Not to be outdone by de Blasio, Governor Andrew Cuomo criticized us by publicly displaying pictures of mass gatherings of Orthodox Jews. Never mind that one of them was 14 years old. We all look the same and are all interchangeable, apparently. (Imagine if Cuomo had made that mistake with regard to a different minority.)
And then there was Cuomo’s betrayal. Before Cuomo agreed to de Blasio’s shutdown, he held a conference call with various leading Orthodox rabbis, leaders, and activists, imploring them to urge their constituents to follow coronavirus rules.
“The current rule is no more than 50 percent [capacity] in any indoor gathering,” the governor said. “If we don’t follow that law and the infection rate gets worse, then we’re going to have to go back to close down, and nobody wants to do that. But I need your help in getting the rate down, and the rate will come down if we follow the rules on the mask and the social distancing and the 50 percent.”
However, just a few hours later, Cuomo said only 10 people could gather in a synagogue at any one time. Jewish leaders said they felt “stabbed in the back.”
Are shutdowns always evil? No, not when they’re based on scientific data. But schools have been shown to be a non-factor in spreading Covid-19. Shutting yeshivos down, therefore, does almost nothing to protect people from the virus.

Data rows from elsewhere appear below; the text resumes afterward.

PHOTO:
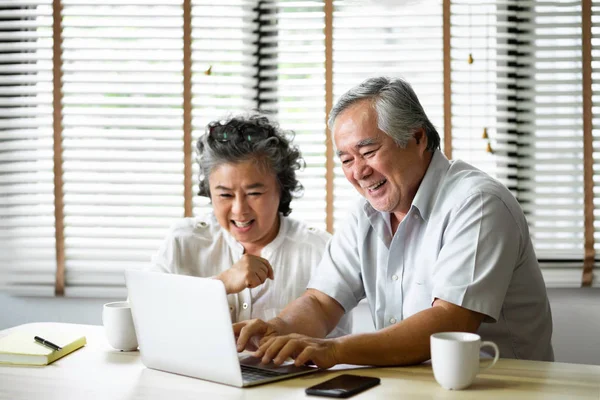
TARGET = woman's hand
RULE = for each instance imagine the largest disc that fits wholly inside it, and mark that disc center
(249, 272)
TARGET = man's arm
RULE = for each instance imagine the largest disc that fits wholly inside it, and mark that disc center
(313, 314)
(404, 343)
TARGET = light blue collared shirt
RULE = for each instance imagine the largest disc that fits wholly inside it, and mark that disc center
(464, 240)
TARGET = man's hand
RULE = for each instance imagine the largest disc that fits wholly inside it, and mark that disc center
(251, 333)
(249, 272)
(304, 349)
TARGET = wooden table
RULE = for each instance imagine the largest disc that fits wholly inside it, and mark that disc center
(99, 372)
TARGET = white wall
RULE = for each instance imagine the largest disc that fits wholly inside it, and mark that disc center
(576, 314)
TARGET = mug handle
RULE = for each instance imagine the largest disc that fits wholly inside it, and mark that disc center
(496, 355)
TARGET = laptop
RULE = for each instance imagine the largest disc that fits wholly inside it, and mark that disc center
(184, 327)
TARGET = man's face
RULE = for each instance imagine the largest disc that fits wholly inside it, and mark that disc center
(387, 175)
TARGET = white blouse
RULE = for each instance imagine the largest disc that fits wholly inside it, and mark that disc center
(201, 247)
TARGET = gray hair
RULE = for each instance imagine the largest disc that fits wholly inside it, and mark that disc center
(251, 138)
(399, 112)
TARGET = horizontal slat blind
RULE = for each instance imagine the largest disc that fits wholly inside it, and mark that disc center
(292, 87)
(397, 39)
(27, 244)
(550, 178)
(474, 90)
(224, 36)
(123, 158)
(596, 131)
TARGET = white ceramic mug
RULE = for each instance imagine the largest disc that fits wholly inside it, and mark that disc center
(455, 358)
(118, 326)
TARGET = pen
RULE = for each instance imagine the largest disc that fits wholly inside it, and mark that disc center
(47, 343)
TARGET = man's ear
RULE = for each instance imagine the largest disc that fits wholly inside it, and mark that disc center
(419, 135)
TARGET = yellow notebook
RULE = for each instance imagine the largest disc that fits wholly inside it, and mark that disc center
(21, 348)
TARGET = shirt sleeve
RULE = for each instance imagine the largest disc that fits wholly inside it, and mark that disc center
(339, 273)
(164, 260)
(480, 249)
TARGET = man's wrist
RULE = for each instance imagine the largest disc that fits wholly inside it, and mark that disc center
(339, 349)
(280, 325)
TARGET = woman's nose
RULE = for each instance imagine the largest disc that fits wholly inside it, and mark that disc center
(240, 205)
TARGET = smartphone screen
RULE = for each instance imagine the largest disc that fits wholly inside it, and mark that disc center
(343, 386)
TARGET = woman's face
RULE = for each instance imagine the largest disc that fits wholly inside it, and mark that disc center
(245, 198)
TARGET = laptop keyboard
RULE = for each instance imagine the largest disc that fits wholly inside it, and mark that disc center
(251, 374)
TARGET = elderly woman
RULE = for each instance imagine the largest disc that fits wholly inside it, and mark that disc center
(263, 257)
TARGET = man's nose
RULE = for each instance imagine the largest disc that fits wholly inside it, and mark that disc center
(361, 170)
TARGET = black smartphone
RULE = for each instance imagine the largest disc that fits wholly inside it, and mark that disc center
(343, 386)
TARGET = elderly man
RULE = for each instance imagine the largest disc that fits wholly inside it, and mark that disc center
(434, 246)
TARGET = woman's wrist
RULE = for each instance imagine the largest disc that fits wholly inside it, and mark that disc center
(223, 278)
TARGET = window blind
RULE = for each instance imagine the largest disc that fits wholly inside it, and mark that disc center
(224, 68)
(474, 74)
(549, 134)
(122, 112)
(122, 138)
(27, 244)
(292, 88)
(397, 39)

And locking down individual neighborhoods in a city, aside from bankrupting stores, actually increases the chance of the virus spreading. Instead of people shopping in multiple locations, residents of “hot spots” leave their neighborhoods and travel to safer areas where they shop in now much more crowded stores.
Restricting every shul to a maximum of 10 people – no matter how large the shul – is also inane. Why should a synagogue with a capacity for 3,000 people be subjected to the same 10-person limit as a shtiebel that only has space for 15 people?
The answer is that the governor is well aware that for a shul to function, it needs a minyan. The number 10 isn’t arbitrary; it’s a cover for the governor to claim he’s still allowing us to practice our religion. In reality, though, a shul with 300 members can’t possibly operate if it’s forced to hold prayers in shifts of 10.
Amazingly, seven counties that don’t have an Orthodox Jewish population to speak of have a higher virus positivity rate than those that have been locked down. That’s just another indicator that de Blasio and Cuomo have unfairly singled us out.
We didn’t protest last year when we were beaten daily in the streets of Brooklyn, gunned down in Jersey City, and stabbed in Monsey. But being barred from our shuls and yeshivos is a different story. That’s where we draw the line.
The first time we had to stay away from our holy sanctuaries was a tragedy – but we understood. We understand no longer. The government is ignoring scientific data – the World Health Organization now opposes lockdowns – and is barring us from our houses of worship for punitive reasons. We won’t accept that.